January 21, 2009 · Posted in Contracts · Comments Off 

Options typically contain the following elements:
● Period. The purchase option gives the buyer a limited time period to exercise the option’s purchase rights. The period is negotiable and can last from a few hours to a several years.
● Option fee. To obtain the option, the buyer usually pays a fee. If the buyer does not exercise the purchase option, the seller will keep that fee. The option fee is often applied toward the purchase price if the buyer does decide to exercise the purchase option.
● Pre-determined price. It is to the buyer’s and sometimes the seller’s advantage to set the price. With longer term options (3+ years), the option may include an index that allows the seller to adjust the price higher according to inflation or market changes.
● Exit clause; and first right of refusal. Some options may give the seller an exit clause, should the seller find a different, more attractive buyer. Such a termination clause may require the seller to return the option fee with interest and penalties. Whenever the option does contain an exit clause, the buyer should try to negotiate a first right of refusal, whereby the buyer can immediately exercise his purchase option to negate the exit clause.
● Legal instrument. The option is a legally binding instrument. The buyer should make sure that it is notarized and recorded with county. Recording the option will establish an encumbrance on the property, warning all other buyers that the current owner is prohibited or restricted from selling the property without first notifying the option buyer.

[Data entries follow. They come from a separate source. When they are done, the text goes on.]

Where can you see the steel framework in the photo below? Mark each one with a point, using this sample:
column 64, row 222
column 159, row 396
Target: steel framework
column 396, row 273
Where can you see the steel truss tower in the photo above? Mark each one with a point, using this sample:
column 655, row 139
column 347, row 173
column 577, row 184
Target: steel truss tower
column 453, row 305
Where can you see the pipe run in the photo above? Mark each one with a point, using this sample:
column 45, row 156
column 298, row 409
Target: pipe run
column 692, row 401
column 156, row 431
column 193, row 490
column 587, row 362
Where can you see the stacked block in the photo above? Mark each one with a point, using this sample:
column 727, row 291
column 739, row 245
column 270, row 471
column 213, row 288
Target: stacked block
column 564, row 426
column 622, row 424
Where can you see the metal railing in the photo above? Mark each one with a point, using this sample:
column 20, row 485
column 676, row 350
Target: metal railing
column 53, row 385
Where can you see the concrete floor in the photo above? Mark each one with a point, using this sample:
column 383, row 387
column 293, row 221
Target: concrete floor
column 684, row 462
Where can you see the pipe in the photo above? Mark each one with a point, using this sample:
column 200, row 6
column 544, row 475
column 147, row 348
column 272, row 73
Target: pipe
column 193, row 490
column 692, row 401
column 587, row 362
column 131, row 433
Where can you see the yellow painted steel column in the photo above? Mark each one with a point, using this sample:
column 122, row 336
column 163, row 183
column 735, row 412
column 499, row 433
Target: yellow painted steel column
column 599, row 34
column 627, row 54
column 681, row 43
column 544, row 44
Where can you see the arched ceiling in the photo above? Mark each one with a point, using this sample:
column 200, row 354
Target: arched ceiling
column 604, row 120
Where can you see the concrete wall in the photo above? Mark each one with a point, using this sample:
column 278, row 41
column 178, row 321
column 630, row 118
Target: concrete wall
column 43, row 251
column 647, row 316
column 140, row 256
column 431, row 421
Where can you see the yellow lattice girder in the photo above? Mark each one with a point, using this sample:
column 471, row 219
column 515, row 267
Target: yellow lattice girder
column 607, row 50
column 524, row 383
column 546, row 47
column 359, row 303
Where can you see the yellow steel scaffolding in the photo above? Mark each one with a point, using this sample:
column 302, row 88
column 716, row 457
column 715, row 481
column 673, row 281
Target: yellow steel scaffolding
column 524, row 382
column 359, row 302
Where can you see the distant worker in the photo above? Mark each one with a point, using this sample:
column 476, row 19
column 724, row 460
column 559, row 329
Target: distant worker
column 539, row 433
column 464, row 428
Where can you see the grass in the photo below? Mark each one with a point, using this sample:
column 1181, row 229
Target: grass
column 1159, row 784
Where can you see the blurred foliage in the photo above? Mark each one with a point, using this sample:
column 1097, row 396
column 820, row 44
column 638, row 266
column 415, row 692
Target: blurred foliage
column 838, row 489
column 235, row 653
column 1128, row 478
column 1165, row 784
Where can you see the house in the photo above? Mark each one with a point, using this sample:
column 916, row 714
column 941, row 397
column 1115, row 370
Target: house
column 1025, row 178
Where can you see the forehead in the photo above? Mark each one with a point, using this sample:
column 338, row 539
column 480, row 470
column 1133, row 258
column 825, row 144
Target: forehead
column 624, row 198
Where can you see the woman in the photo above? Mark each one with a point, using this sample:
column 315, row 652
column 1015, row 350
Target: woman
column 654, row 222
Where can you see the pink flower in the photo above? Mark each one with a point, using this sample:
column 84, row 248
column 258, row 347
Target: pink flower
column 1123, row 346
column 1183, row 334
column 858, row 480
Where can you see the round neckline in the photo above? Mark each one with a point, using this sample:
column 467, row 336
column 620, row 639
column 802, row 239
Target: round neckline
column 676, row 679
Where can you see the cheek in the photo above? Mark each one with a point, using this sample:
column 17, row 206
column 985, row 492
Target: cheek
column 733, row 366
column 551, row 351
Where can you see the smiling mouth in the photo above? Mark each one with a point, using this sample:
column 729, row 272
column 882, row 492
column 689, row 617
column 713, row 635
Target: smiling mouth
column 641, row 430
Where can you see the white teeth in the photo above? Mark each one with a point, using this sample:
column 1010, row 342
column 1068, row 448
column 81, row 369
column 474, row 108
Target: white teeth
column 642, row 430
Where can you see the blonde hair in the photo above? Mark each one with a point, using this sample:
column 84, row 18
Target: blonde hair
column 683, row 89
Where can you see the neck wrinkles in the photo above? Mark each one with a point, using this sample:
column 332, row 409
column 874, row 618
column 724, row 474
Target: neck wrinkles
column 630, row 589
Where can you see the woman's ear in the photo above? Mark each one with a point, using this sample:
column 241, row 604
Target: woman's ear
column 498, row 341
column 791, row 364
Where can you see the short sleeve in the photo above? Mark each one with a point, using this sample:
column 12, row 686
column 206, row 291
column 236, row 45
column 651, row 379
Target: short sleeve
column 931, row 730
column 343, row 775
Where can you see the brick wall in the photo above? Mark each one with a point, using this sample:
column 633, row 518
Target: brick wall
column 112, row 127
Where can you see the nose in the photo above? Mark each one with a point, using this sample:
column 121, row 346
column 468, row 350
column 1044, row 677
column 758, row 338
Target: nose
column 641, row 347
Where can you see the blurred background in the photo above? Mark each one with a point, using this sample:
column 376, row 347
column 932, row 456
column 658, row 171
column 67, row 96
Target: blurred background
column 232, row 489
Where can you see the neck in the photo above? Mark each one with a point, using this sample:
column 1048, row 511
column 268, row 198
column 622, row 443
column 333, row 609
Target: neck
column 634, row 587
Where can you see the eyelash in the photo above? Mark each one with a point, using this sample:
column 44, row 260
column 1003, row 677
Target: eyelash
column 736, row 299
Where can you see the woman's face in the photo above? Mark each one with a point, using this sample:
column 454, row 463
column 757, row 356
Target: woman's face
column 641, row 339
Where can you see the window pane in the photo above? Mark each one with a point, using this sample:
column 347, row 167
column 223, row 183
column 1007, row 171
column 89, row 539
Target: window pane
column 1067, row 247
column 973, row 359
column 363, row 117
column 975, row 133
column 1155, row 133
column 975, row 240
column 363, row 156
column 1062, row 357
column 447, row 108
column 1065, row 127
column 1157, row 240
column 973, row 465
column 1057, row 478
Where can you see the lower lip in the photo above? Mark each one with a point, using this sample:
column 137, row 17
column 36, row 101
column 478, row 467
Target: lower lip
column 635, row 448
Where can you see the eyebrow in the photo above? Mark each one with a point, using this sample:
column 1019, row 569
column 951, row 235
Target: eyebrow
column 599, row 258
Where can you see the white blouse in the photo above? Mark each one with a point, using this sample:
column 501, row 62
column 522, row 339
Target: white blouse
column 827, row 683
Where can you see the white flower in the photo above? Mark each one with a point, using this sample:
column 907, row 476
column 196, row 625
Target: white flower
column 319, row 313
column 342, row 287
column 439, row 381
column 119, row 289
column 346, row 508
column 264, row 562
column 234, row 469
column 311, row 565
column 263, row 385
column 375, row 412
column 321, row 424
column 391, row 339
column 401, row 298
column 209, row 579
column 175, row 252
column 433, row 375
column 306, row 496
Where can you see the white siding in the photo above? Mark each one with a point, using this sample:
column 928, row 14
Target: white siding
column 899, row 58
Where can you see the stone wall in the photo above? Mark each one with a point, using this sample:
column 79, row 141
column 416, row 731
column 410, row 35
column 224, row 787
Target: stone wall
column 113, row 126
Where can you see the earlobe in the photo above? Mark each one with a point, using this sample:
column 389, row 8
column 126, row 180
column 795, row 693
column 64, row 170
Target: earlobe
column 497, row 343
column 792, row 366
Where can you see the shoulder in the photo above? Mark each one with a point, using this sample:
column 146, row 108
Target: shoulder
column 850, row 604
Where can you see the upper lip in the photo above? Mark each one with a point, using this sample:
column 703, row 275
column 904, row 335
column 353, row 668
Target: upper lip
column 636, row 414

Perhaps the best advantage that options offer is that many lenders allow the investor to exercise the purchase option and acquire the property with a refinance loan, instead of a purchase loan. The refinance loan approach allows the investor to use the property’s value rather than the purchase price. The main requirement is that the purchase option be at least 12 months old; and many lenders require that the option be legally recorded for at least 12 months.
Example: Option purchase
Donna sees an undervalued property that the seller is considering selling, but has had no serious takers. Donna offers the seller $5,000 for a purchase option with a term of three years and a fixed price of $100,000. If Donna were to buy the property now, the best loan she could qualify for would be an 80% LTV loan—$80,000. After one year, Donna can still only get an $80,000 loan. But now she is able to appraise the property for its full market value of
$140,000; and 80% of that appraised value is $112,000-more than enough to pay off the seller completely.